Armando Romero

Personal information
- Full name: Jose Armando Romero
- Date of birth: February 10, 1983 (age 42)
- Place of birth: Arlington County, Virginia, United States
- Height: 5 ft 8 in (1.73 m)
- Position(s): Midfielder

College career
- Years: Team / Apps / (Gls)
- 2002–2003: Louisburg Hurricanes
- 2004–2005: Radford Highlanders

Senior career*
- Years: Team / Apps / (Gls)
- 2006–2007: Charleston Battery / 37 / (11)

= Armando Romero (soccer) =

American soccer player

Armando Romero (born February 10, 1983) is a retired professional soccer player. He played for the Charleston Battery in the First Division in 2006 and 2007.

Armando attended public schools in Arlington County, Virginia, and played for the Arlington Fireballs and Arlington Mustangs club teams in the National Capital Soccer League (NCSL). He attended Yorktown High School where he was a soccer standout. Armando was named National District Player of the Year as a junior in 2001 (Virginia public schools play soccer in the spring.) He was All-District as a sophomore, junior, and senior and All-Region and All-Met as a junior and senior.

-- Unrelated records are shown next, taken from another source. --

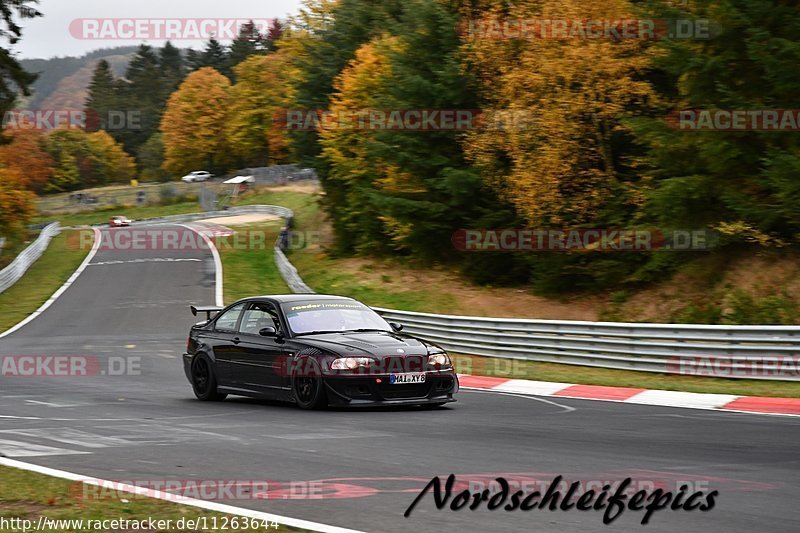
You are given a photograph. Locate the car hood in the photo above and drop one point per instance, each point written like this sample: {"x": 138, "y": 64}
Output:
{"x": 368, "y": 343}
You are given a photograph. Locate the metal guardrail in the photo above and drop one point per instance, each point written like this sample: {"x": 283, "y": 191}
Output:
{"x": 14, "y": 271}
{"x": 664, "y": 348}
{"x": 706, "y": 350}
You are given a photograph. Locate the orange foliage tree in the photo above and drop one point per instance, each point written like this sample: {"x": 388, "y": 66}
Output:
{"x": 260, "y": 92}
{"x": 194, "y": 124}
{"x": 567, "y": 100}
{"x": 25, "y": 153}
{"x": 16, "y": 203}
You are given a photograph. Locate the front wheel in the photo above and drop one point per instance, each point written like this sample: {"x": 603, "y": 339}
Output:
{"x": 204, "y": 381}
{"x": 308, "y": 387}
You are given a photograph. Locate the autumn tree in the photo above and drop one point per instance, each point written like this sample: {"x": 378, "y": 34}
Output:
{"x": 13, "y": 78}
{"x": 17, "y": 203}
{"x": 194, "y": 124}
{"x": 259, "y": 95}
{"x": 103, "y": 96}
{"x": 743, "y": 183}
{"x": 26, "y": 154}
{"x": 565, "y": 99}
{"x": 249, "y": 42}
{"x": 85, "y": 159}
{"x": 397, "y": 189}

Armando attended Louisburg (junior) College in Louisburg, North Carolina, where during his freshman and sophomore years he starred for the Hurricanes, a NJCAA Top Ten team. He transferred to Radford University in his junior year and quickly established himself as an offensive leader. Following his senior season in 2005, he was named to the Big South Conference First Team.